Théo van Rysselberghe's Brush with Pointillism

The Belgian painter Théo van Rysselberghe (1862-1926) is usually classified as a Post-impressionist, perhaps even a Pointillist. That seems to be a fair assessment if one is following the modernist version of art history. I'm more inclined to think that he is more difficult to pigeonhole.

Here is van Rysselberghe's Wikipedia entry. It is much more comprehensive than many other artist biographies I've linked to recently, so you might as well refer to it for details of his life and career.

So far as van Rysselberghe's painting styles are concerned, I would say that he began his career as a conventional representational painter, circa the early 1880s. That is, his style was more free, more painterly than what hard-core academic painters would use. As the entry above indicates, he discovered Impressionist painting and then the Pointillism of Seurat and soon becoming friends with others working in that style. However, van Rysselberghe usually tempered Pointillism, especially when painting portraits or otherwise incorporating people in his images. That is, faces were painted using more conventional brushwork. Many such paintings were made in the early 1900s when he was drifting away from Pointillism, so perhaps those faces served as part of the transformation mechanism. After 1910 his paintings were still brightly done, but had returned to more conventional brushwork. Van Rysselberghe does not seem to have indulged in any of the avant-garde styles that appeared in the decade or two before the Great War.

Émile Verhaeren - 1892
Émile Verhaeren Writing - 1915
Setting the scene, here are portraits of a good friend of van Rysselberghe painted 23 years apart. The 1892 painting is strongly Pointillist, even extending to the subject's face. The later portrait is essentially conventional.

Butcher shop in Tangiers - 1882
Van Rysselberghe made three trips to Morocco, a place that fascinated him for several years. The work above seems to be more than a quick sketch, but is less detailed than some of his larger Moroccan paintings of that time.

Moonlit Night in Boulogne
A Pointillist landscape.

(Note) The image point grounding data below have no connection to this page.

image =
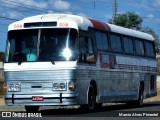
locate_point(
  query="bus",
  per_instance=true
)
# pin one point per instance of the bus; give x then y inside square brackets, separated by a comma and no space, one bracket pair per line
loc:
[64,59]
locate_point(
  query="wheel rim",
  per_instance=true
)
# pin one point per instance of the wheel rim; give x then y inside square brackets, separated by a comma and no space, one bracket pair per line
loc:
[91,98]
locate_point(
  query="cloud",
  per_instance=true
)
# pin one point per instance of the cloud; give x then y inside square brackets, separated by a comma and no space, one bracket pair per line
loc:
[12,14]
[61,5]
[150,15]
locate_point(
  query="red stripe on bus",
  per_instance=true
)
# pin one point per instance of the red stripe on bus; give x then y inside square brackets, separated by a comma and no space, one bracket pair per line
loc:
[98,24]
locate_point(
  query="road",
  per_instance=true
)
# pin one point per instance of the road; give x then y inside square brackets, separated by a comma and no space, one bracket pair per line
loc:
[107,111]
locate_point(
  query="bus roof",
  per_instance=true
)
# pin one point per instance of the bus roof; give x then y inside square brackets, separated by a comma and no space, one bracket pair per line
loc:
[75,21]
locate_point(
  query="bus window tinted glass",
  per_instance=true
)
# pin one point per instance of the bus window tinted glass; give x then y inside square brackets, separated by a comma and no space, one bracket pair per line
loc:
[139,47]
[128,45]
[115,43]
[102,41]
[150,49]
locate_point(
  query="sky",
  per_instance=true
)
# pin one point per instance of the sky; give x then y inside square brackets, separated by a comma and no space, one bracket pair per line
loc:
[13,10]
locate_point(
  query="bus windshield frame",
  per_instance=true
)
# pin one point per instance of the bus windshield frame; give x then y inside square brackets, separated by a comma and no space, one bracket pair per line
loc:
[40,45]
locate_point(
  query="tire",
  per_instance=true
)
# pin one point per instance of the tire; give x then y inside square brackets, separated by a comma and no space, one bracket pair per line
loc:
[91,98]
[139,102]
[32,109]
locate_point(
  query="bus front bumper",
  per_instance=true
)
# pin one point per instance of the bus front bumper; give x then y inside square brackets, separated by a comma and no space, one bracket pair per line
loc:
[41,99]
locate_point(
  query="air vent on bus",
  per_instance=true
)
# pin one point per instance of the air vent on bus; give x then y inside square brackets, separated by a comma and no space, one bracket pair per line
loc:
[40,24]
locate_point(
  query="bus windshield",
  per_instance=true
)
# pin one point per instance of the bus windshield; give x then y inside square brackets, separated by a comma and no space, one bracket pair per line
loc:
[42,45]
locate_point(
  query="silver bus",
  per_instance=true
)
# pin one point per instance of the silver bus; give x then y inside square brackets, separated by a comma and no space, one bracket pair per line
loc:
[62,59]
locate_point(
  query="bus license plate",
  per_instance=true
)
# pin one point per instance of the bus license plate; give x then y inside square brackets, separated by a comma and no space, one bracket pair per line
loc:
[37,98]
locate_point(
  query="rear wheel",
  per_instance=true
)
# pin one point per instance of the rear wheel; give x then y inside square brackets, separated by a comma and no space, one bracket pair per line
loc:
[32,109]
[91,98]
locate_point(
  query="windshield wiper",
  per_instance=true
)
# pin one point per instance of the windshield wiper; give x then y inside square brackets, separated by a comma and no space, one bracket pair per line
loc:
[53,63]
[19,62]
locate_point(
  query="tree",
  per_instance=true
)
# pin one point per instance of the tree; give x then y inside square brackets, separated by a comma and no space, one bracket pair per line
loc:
[1,56]
[129,20]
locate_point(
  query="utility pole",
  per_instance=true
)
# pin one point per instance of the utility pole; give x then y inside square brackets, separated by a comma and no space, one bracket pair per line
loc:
[114,11]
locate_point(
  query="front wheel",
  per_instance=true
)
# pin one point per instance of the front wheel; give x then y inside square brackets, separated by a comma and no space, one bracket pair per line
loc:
[139,102]
[91,98]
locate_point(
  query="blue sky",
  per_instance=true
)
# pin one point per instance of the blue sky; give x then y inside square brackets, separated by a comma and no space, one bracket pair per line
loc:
[102,10]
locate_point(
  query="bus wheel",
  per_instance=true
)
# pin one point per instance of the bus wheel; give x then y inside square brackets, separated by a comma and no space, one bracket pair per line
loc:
[139,102]
[91,98]
[32,109]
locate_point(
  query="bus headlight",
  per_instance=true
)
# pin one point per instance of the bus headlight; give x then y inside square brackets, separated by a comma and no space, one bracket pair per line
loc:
[67,53]
[71,86]
[14,87]
[59,86]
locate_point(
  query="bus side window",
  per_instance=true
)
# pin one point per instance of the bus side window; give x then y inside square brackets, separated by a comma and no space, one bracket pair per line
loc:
[115,41]
[86,50]
[139,47]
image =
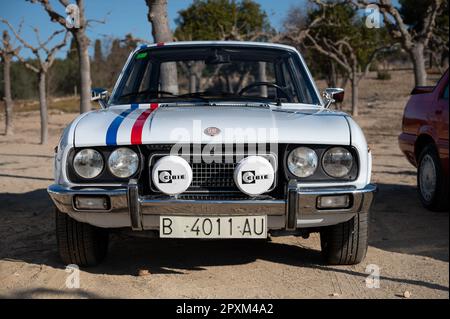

I cannot find a date for it, though it was probably painted around 1899.

Madame van de Velde and Her Children - 1903
Femme au miroir - 1907
These are examples of paintings with Pointillist or Divisionist backgrounds and where subjects got a more conventional treatment,

White Peonies - 1913
Self-portrait - 1916
Here van Rysselberghe is returning to conventional representation.

Summer Resting - 1922
This was painted a few years before he died, when female nudes were a favorite subject for him.